The Alternative to a Catastrophic Crash
If a new financial crash, worse than 2008, strikes, say, this fall or during 2020, the President will have to rely on an energetic mobilization of the U.S. citizenry, to stampede the Congress into immediate passage of emergency recovery legislation rather than bank bailouts. Congressmen will have to taste the fear of God, to the point that they will just forget about their Wall Street campaign contributions and special interests. Our Congressmen must be forced to vote up the use of federal credit for loans directed exclusively into the real, physical economy, to crank up productive jobs in infrastructure and industry. No more bailouts for speculators’ losses like the $23 trillion that was dumped down that sinkhole in 2008, with the results that we see today.
How will we will deal with the problem of contagion: the danger that speculators’ losses will shut down the commercial banking system on which our economy depends? Not by bank bailouts, but by hiving off the dens of the Wall Street gamblers’ speculation from the commercial banking system, through a revival of Franklin Roosevelt’s Glass-Steagall law. (A law which President Donald Trump campaigned to revive.) Then their dubious gambling assets will not be eligible for federal taxpayer support, and can be written down or written off over time, as they are sorted out. Only legitimate commercial banking functions will be protected, not speculation.

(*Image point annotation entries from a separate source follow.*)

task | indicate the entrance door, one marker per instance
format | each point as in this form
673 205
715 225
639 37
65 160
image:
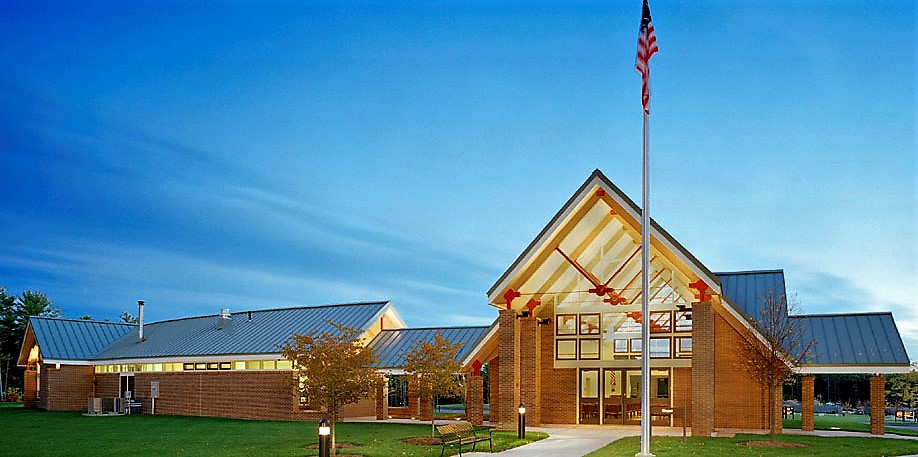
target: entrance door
613 398
127 385
589 396
622 396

The issuance of low-interest federal credit exclusively for productive employment of unemployed or unproductive labor and capital, is not inflationary. If it is vectored towards science-driver programs like the Trump Administration’s international Moon-Mars program, or the international effort to harness controlled fusion energy, it will be counter-inflationary, increasing the productivity of all labor, as scientific and technological breakthroughs filter through the economy. In the United States, this policy is as old as the George Washington Administration, and lay behind the economic success of the Abraham Lincoln and Franklin Roosevelt Administrations.
The late economist Lyndon LaRouche (1922-2019) developed and fought for these policies for decades and summed them up in his “Four New Laws” of June 8, 2014 (“The Four New Laws To Save the U.S.A. Now! Not an Option: An Immediate Necessity,” EIR, June 13, 2014).
Internationally, at the first sign of a new crash or earlier, President Trump should invite the leaders of Russia, India, and China together for what will amount to a wartime alliance with him against a common enemy—namely a devastating world depression. Together, these four great nations have the power to supplant the current London-Wall Street speculative monetary system, which is collapsing, with a new world credit system based on the lessons of Franklin Roosevelt’s design for the postwar Bretton Woods system. (Despite its post-Roosevelt problems, the longest period of world economic growth occurred under Bretton Woods, especially in Western Europe and the U.S.)
The new system will facilitate massive, long-term, low-interest development credits to developing nations of Africa, Asia, Central and South America, and Eastern Europe. With the help of the space program and a cultural renaissance, the United States will have to cast off the rot of the past decades and surpass Japan and Germany as a great exporter of high-technology capital goods into such areas as China’s “Belt and Road.” As in Roosevelt’s conception, this New Bretton Woods system will be a dollar-based gold-reserve system of relatively fixed exchange rates—without which such long-term, low-interest loans are impossible.
Lyndon LaRouche designed this system and fought for it for decades.
This can be done. Americans must join with their Presidency to make it happen.